Reputation: 32207
Background
To connect to my websocket from Unity I'm using ws://localhost:3000/socket.io/?EIO=4&transport=websocket
. If I hit that link via browser I see the following:
{"code":3,"message":"Bad request"}
At this point I forced websockets for my NodeJS application with io.set('transports', ['websocket']);
but then my application stopped working.
Question
How can I make sure websockets are available for NodeJS+SocketIO?
Code
app.js
var app = require('express')();
var http = require('http').Server(app);
app.get('/', function(req, res){
res.sendFile(__dirname + '/index.html');
});
var server = app.listen(3000, function () {
var host = server.address().address
var port = server.address().port
});
var io = require('socket.io').listen(server);
//io.set('transports', ['websocket']);
...
Setup
Upvotes: 1
Views: 4389
Reputation: 707158
By default, a socket.io client starts out with http polling and then switches to webSocket after a few polling transactions. As best I've been able to tell, nothing you can do on the server will change the way the client behaves so if you don't support polling on your server and you don't change the way the client is configured, then the initial socket.io client connection will not work. But, you can make corresponding changes in BOTH client and server to force socket.io to only use webSocket, even from the beginning. If you're looking at the network trace, you will still see an initial HTTP connection because all webSocket connections start with an HTTP connection, but then that HTTP connection is "upgraded" to the webSocket protocol.

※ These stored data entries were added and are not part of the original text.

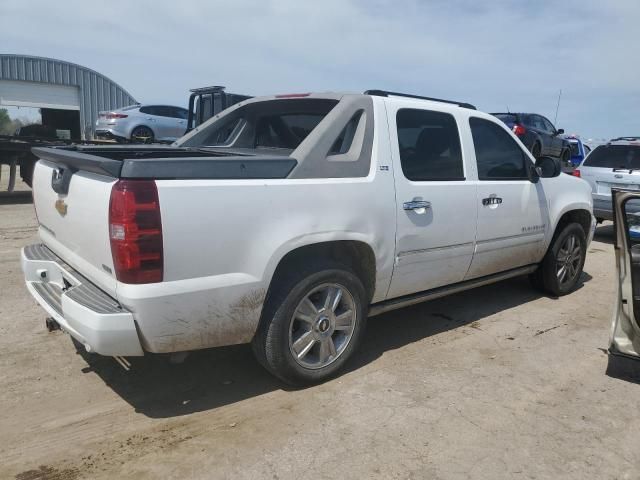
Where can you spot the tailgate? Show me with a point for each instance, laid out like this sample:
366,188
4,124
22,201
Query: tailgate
75,225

You can see all the details on how to configure both client and server to ONLY use webSocket here: Socket.io 1.x: use WebSockets only?. In a nutshell, you will want to do this in the client for making a connection:
var socket = io({transports: ['websocket'], upgrade: false});
Upvotes: 6
Reputation: 111278
You seem to be using both WebSocket and Socket.io and it can cause conflicts. You should choose one and stick to it. If you're sure that your client will use WebSocket then there is no need to use Socket.io at all. Just use WebSocket ad you will have to worry about the AJAX, comet, long-polling workarounds.
This is an example server-side code using WebSocket:
var path = require('path');
var app = require('express')();
var ws = require('express-ws')(app);
app.get('/', (req, res) => {
console.error('express connection');
res.sendFile(path.join(__dirname, 'ws.html'));
});
app.ws('/', (s, req) => {
console.error('websocket connection');
for (var t = 0; t < 3; t++)
setTimeout(() => s.send('message from server', ()=>{}), 1000*t);
});
app.listen(3001, () => console.error('listening on http://localhost:3001/'));
console.error('websocket example');
As you can see this is pretty simple.